RAND noted that litigation over injuries caused by breathing respirable silica dust skyrocketed in 2001, raising concerns that silica litigation could become a mass tort with similarities to the asbestos litigation of the previous 30 years.
But according to the study, "The Abuse of Medical Diagnostic Practices in Mass Litigation, The Case of Silica," the litigation essentially ended two years later.
"In 2003," noted the study, "more than 10,000 claims–about 100 cases against 250 defendants–were aggregated in the Southern District of Texas before U.S. District Court Judge Janis Graham Jack to determine whether the federal courts had jurisdiction based on diversity. The proceeding in Judge Jack's court exposed gross abuses in the diagnosing of silica-related injuries, and due in large part to her findings, the litigation collapsed."
Judge Jack issued a discovery order that required each plaintiff to submit a sworn fact sheet regarding the plaintiff's diagnosis. "The fact sheets revealed that more than 9,000 plaintiffs were diagnosed by only 12 doctors and that a substantial fraction of the plaintiffs in the silica multidistrict litigation (MDL) had earlier filed claims for asbestos-related injuries," the study explained.
It added, "At the hearing, Judge Jack questioned representatives from each of two medical screening companies and several diagnosing doctors.

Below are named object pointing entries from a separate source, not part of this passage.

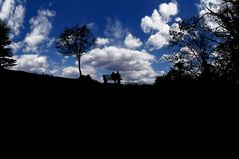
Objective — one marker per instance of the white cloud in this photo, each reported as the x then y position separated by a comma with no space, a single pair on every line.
168,10
73,71
215,6
15,46
13,11
132,42
70,72
178,19
158,25
40,29
158,41
135,66
114,29
32,63
102,41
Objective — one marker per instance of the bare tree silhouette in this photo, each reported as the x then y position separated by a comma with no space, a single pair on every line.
6,60
76,40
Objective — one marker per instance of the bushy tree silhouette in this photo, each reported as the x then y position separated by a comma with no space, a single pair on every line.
227,20
76,40
194,49
6,60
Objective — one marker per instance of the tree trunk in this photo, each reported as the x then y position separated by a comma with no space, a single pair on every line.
79,65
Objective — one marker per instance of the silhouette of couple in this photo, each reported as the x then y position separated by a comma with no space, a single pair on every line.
116,77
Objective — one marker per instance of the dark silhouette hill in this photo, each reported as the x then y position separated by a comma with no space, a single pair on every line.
183,90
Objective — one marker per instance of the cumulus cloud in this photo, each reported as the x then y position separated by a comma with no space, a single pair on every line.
70,72
114,29
158,25
40,29
132,42
32,63
135,66
13,11
73,71
215,6
102,41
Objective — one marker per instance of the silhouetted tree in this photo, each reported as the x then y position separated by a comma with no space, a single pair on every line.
6,60
226,18
76,41
194,49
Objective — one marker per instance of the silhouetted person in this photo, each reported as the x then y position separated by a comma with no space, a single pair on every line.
118,77
113,77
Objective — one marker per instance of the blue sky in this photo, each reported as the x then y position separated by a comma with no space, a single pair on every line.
128,41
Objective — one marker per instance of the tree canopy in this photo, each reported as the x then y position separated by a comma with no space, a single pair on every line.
76,40
6,60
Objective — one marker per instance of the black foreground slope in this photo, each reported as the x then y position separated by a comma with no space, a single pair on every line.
45,86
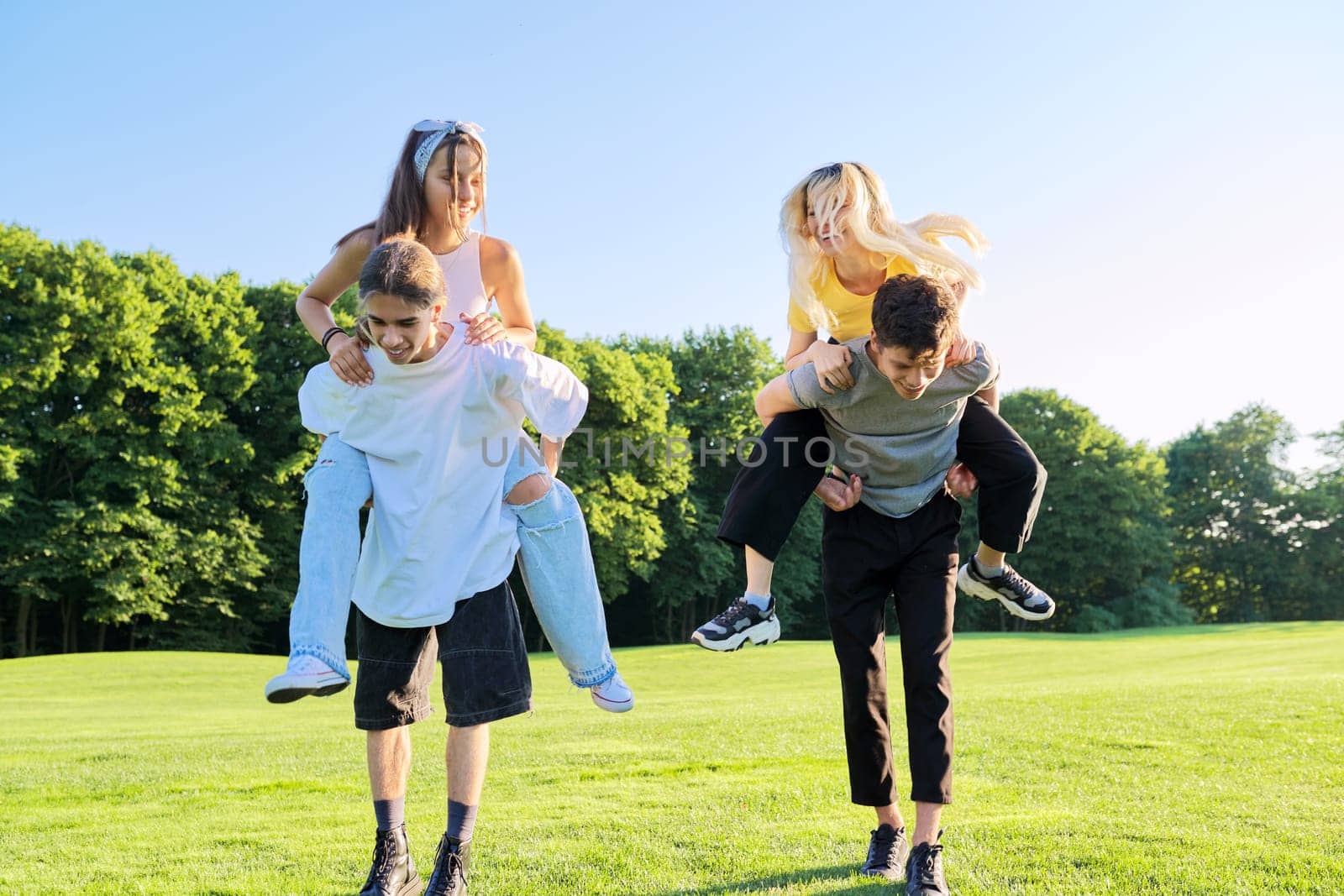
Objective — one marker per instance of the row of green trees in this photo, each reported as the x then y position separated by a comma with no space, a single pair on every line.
151,477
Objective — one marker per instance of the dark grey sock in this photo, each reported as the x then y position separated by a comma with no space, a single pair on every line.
391,813
461,820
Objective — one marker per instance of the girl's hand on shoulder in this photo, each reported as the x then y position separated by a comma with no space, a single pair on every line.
347,359
961,481
483,329
832,363
963,349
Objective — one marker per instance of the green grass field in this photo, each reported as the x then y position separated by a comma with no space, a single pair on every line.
1191,761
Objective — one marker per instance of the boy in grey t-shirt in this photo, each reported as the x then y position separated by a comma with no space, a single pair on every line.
895,432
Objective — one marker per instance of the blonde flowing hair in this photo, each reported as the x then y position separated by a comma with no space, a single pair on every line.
851,196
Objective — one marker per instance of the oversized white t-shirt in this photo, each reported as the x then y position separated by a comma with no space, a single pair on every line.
438,531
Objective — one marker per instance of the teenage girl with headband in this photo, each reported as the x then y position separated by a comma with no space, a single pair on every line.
843,242
437,190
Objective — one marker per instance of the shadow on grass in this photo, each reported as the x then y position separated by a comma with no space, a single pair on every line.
806,876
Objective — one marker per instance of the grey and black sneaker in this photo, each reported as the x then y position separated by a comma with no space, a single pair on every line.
741,622
393,872
924,871
450,867
1019,597
887,853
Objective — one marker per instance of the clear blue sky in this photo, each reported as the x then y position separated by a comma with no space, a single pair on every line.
1162,184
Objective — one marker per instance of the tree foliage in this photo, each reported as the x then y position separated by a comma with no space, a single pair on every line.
151,477
1101,544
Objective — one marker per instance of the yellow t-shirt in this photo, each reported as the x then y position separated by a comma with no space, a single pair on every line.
853,313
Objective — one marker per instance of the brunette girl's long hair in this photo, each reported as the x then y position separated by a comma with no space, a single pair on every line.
403,211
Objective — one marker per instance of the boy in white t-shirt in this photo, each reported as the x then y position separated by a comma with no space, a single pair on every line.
438,546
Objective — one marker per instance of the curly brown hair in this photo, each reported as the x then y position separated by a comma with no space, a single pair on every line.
916,313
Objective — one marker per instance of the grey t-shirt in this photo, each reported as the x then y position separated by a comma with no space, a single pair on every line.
900,449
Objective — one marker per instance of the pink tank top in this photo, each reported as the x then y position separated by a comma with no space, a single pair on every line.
463,275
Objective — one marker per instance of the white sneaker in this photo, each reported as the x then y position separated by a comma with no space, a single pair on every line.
613,694
302,678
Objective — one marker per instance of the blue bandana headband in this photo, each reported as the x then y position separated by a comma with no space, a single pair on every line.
434,130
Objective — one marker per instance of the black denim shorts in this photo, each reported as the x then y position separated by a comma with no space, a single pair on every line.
486,673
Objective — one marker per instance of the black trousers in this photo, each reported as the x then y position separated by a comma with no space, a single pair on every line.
773,485
866,559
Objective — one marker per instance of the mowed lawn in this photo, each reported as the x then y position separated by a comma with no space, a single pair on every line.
1191,761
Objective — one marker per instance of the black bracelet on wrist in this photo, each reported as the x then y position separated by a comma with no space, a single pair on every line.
328,335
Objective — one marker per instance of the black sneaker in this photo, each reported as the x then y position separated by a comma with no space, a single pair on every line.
732,627
393,872
924,871
887,853
449,878
1019,597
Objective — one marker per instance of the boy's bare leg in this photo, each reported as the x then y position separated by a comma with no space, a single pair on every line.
467,755
759,573
389,762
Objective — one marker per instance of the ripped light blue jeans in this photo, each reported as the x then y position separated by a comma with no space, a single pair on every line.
554,557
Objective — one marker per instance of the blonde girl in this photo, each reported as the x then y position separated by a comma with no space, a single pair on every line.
843,242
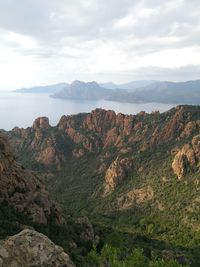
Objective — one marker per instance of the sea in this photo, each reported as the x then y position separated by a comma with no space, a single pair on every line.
21,109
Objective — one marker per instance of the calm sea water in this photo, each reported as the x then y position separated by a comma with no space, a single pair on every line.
17,109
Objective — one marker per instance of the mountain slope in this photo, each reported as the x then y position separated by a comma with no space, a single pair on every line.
93,91
138,173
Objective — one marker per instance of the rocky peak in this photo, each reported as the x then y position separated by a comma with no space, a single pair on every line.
187,158
30,248
115,174
23,191
41,123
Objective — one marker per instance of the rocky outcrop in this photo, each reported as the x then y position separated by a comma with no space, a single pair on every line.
41,123
115,174
30,248
187,158
23,191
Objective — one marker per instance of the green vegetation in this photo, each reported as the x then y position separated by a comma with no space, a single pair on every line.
110,256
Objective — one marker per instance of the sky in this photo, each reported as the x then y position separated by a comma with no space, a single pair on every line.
51,41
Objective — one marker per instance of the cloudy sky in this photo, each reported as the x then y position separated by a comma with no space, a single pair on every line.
50,41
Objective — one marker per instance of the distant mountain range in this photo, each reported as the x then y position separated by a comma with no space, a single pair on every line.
137,91
93,91
129,86
48,89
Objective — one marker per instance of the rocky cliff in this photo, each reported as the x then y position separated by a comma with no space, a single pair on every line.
23,191
139,171
111,148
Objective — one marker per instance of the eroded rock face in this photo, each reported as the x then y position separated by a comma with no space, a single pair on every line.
115,174
41,123
30,248
187,158
22,190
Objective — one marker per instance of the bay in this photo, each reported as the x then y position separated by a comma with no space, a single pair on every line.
18,109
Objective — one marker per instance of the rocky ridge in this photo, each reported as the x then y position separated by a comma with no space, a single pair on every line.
116,141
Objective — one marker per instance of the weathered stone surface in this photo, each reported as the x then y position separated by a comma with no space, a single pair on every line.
115,174
41,123
22,190
30,248
187,158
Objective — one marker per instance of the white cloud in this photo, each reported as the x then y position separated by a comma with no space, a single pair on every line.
51,41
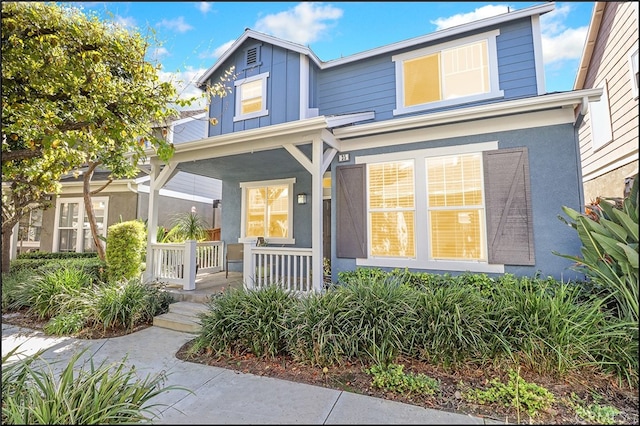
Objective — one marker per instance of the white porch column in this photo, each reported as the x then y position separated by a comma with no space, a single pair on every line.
189,276
316,215
158,179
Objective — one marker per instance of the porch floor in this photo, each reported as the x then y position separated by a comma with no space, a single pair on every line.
207,284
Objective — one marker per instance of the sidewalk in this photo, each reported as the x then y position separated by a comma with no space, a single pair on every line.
225,396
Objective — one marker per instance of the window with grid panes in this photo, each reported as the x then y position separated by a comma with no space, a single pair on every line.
391,209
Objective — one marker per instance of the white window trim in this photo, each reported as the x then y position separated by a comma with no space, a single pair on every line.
494,91
633,69
81,214
421,259
264,111
600,120
243,215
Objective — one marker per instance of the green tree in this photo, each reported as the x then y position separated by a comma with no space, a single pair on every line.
75,91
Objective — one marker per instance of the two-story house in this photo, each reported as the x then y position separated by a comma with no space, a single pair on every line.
609,132
441,153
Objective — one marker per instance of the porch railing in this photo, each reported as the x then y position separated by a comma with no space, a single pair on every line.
289,268
178,263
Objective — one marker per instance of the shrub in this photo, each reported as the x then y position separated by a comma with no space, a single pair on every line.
50,293
126,243
106,394
454,324
609,236
392,378
547,325
124,304
375,313
516,393
247,321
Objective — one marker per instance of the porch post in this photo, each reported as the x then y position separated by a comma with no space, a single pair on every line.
189,275
247,267
152,220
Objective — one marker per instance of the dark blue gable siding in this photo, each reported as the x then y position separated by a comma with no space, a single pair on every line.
370,85
366,85
516,60
283,88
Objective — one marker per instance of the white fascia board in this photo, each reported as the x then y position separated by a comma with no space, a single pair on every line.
517,106
449,32
458,29
175,194
341,120
187,119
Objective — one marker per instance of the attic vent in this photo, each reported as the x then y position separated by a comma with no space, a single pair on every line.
252,56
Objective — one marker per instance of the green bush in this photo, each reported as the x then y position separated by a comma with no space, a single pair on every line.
392,378
91,265
516,393
609,235
57,255
247,321
454,324
126,244
107,394
124,304
548,326
51,292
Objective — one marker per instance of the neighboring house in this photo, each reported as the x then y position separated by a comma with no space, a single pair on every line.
609,132
440,153
64,227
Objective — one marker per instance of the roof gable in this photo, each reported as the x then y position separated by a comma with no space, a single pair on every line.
438,35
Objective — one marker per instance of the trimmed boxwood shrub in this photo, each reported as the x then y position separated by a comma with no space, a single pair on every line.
126,243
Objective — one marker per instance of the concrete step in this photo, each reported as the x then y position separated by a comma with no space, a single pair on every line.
182,316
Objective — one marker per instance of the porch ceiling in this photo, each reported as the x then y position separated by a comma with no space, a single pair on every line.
259,165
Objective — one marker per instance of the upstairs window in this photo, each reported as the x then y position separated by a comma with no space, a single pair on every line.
251,97
267,208
456,72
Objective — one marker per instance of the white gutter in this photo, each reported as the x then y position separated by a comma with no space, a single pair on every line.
518,106
449,32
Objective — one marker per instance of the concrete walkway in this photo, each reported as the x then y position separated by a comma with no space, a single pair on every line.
222,396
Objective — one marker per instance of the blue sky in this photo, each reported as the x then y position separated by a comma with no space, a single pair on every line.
194,34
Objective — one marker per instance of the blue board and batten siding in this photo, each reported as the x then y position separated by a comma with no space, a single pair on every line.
283,89
553,173
370,85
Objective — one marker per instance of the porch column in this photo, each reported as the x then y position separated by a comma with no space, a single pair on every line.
316,215
158,178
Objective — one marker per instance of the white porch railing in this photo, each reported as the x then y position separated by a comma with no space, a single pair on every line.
178,263
289,268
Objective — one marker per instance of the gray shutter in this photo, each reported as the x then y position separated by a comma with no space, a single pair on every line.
508,202
351,238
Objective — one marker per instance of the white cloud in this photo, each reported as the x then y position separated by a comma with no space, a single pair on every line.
177,24
203,6
305,23
560,43
159,53
126,22
463,18
184,82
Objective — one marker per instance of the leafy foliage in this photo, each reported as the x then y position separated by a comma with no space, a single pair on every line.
32,393
517,393
609,235
75,90
392,378
126,244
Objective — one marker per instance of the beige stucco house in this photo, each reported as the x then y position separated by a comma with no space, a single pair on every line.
609,133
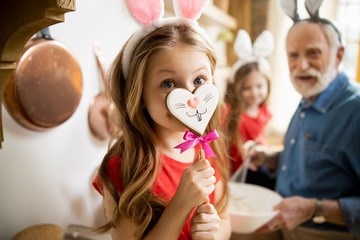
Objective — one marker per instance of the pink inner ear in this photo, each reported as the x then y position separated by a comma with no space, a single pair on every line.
192,8
145,11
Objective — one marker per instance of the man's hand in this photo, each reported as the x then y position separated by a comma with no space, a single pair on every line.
292,212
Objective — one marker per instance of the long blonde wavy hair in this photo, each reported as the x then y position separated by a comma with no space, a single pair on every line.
233,97
137,144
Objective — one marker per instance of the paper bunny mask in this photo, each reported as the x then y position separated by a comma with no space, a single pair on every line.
149,13
312,7
247,53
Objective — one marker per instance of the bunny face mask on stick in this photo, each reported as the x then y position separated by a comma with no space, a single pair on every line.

She concluded that virtually all of the diagnoses failed to satisfy the minimum, medically acceptable criteria for the diagnosis of silicosis."
While Judge Jack remanded all but one case to state court, citing lack of jurisdiction, the study states that the order questioned validity of almost all the claims, and plaintiffs' firms voluntarily dismissed the bulk of the silica claims remanded to state courts in Texas and Mississippi.
Additionally, the study noted, "The court criticized the procedures used by the doctors who had diagnosed the vast majority of the plaintiffs and ordered sanctions against the plaintiffs' firm for the case for which she retained jurisdiction, finding that its behavior had been unreasonable and vexatious."
According to the study, legal reforms also contributed to the decline in silica claims, "but [Judge] Jack's findings were undoubtedly a driving factor in the end of silica as a mass tort."